Here’s an advisory for Tuesday’s municipal elections around Northeast Mississippi: First, remember that you must decide whether to vote in the Democratic or Republican primary. You can’t vote in both.
Second, this means that if you like a candidate running for mayor in one party and a candidate running for council or board of aldermen in another, you’ll have to choose which one you think needs your vote the most. One of them can’t get it.
Third, if you vote in one primary on May 5 you can’t switch over to the other party’s runoff on May 19.
Fourth, the primary winners will be on the general election ballot on June 2, and at that point – finally – you can vote for whoever you want.
To those who follow elections closely, this is all familiar and second nature. To most everybody else, it can get confusing and frustrating, even though it’s the way elections in Mississippi work at every level.
Occasionally you’ll hear people in this state describe themselves as a “registered Democrat” or “registered Republican.” They’re confused. There is no such thing in Mississippi.
We don’t have voter registration by party, which means that anyone can vote in either primary at any time – except for switching in runoffs. This state of affairs makes the existence of party primaries in Mississippi basically pointless.
The concept of party primaries in states where people register by party is that it’s the people who consider themselves members of a party who are selecting nominees for the general election. Voters registered as non-affiliated don’t even vote in primaries.
Yet for most of our history, the Democratic primary was the only game in Mississippi. Everybody ran as a Democrat, so winning the primary, as the phrase of old put it, was “tantamount to election.” That’s obviously no longer the case.
We’ve got a two-party system, but we don’t really have a true party primary apparatus that allows parties to operate as controllers of their own destiny. Instead, we have a system that creates the above-mentioned confusion and frustration.
It may make sense in a state where there is no party registration to have party primaries for president and Congress, where party distinctions are important. How much sense does it make in elections for mayor or alderman or sheriff or supervisor? Not much.
Mississippi needs an open primary. It would cut down the number and cost of elections and allow voters to choose among a full slate of candidates unencumbered by party divisions.
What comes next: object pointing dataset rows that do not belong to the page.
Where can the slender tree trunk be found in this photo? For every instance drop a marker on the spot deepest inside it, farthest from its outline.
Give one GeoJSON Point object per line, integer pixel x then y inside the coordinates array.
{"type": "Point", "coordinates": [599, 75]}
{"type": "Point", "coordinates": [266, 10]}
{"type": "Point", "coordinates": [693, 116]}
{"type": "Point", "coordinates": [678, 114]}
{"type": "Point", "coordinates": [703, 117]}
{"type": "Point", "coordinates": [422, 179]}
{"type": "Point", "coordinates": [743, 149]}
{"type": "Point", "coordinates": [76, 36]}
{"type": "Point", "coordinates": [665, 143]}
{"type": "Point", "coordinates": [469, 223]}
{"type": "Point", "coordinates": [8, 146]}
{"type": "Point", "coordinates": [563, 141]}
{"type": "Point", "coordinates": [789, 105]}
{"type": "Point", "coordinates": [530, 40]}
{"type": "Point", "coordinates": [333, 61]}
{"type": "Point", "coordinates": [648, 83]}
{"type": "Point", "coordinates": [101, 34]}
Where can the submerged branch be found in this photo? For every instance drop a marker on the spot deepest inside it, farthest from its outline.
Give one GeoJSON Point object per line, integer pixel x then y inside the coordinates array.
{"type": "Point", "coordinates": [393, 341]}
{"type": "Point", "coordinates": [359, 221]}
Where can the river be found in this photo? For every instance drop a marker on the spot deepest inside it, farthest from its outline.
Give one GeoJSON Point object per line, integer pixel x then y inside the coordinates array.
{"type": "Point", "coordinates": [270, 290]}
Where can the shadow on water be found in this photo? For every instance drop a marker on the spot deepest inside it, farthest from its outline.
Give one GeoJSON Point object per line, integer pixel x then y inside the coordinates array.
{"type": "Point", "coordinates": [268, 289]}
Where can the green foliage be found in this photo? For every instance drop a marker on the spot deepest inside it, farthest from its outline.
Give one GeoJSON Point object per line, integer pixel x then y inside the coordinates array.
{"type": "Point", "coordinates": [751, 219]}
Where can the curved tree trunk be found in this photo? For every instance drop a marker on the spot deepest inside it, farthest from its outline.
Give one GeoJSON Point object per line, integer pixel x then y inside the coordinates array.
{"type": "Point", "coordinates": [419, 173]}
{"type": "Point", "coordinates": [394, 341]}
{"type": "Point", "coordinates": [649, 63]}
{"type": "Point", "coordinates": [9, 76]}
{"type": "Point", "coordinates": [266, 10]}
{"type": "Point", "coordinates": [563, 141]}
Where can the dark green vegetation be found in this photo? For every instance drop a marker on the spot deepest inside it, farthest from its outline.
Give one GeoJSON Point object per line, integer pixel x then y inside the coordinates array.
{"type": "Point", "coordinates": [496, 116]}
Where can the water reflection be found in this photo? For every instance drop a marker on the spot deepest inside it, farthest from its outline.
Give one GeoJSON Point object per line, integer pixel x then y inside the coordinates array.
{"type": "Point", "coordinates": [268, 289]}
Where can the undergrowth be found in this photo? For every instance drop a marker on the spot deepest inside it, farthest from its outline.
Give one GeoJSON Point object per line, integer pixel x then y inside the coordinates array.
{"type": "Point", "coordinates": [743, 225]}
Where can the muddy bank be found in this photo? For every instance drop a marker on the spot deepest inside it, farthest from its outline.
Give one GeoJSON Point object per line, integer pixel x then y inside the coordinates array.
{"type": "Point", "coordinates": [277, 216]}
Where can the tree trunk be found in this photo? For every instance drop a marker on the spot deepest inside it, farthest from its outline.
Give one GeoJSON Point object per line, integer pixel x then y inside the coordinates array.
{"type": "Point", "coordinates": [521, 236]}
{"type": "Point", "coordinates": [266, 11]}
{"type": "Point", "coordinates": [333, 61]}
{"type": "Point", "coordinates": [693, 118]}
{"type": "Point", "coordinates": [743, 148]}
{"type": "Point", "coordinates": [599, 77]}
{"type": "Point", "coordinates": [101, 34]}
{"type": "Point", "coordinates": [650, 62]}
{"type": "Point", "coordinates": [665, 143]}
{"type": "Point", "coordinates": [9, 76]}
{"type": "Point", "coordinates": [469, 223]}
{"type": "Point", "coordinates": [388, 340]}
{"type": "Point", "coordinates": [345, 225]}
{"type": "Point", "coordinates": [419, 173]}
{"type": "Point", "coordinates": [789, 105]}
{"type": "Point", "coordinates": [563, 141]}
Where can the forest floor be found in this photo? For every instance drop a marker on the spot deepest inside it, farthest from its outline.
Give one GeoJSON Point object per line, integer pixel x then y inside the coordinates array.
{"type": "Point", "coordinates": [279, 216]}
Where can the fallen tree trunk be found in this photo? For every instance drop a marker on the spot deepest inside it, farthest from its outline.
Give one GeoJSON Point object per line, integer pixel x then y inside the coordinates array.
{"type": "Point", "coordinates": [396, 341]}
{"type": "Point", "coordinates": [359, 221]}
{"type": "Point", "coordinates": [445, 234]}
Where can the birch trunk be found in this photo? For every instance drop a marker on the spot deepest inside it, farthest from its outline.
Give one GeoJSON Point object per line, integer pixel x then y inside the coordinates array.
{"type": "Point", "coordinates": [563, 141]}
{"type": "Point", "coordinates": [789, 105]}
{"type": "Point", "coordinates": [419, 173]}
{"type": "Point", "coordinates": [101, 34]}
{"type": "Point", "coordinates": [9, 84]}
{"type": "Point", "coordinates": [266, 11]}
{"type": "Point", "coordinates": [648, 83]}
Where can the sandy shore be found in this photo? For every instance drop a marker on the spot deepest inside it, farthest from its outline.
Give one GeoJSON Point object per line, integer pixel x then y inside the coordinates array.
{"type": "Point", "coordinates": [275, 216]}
It works this way: Republican and Democratic candidates, along with independents, all appear on the same ballot. If no one gets an outright majority, the top two vote-getters compete in a runoff, whether it’s a Democrat and a Republican or two of either – or someone without party affiliation.
In Tupelo, for example, Tuesday’s ballot for mayor would include Democrats Kentrel Boyd and Doyce Deas and Republicans James Presley and Jack Reed Jr. instead of two separate ballots which voters must choose between. The top two, regardless of party, would be in a runoff if no one got a majority. The same would hold true for council elections.
The election would be over in a maximum of two rounds instead of three. Money would be saved – by both taxpayers and candidates – and voter fatigue reduced.
Party affiliation has so far been largely irrelevant in the Tupelo elections, but it will be very relevant on election day in deciding who wins and who loses because people have to choose between primaries.
The hard-shell party activists on both sides over the years have had their reasons for opposing an open primary based on their perceptions of how it would affect their party’s chances. Twenty or 30 years ago it was the Republicans who were for an open primary, but as their success grew they became less enamored of it. When Mississippi passed an open primary law in the 1970s, patterned after Louisiana’s, the Justice Department rejected it under the Voting Rights Act because it was seen as targeted at reducing the prospects of black candidates.
Political times have changed dramatically. What we have no longer makes good sense, if it ever did.
We should end the confusion and frustration by putting everybody on the same ballot. It’s simpler, easier to understand and less expensive, which in any arena other than politics would be more than enough to get it done.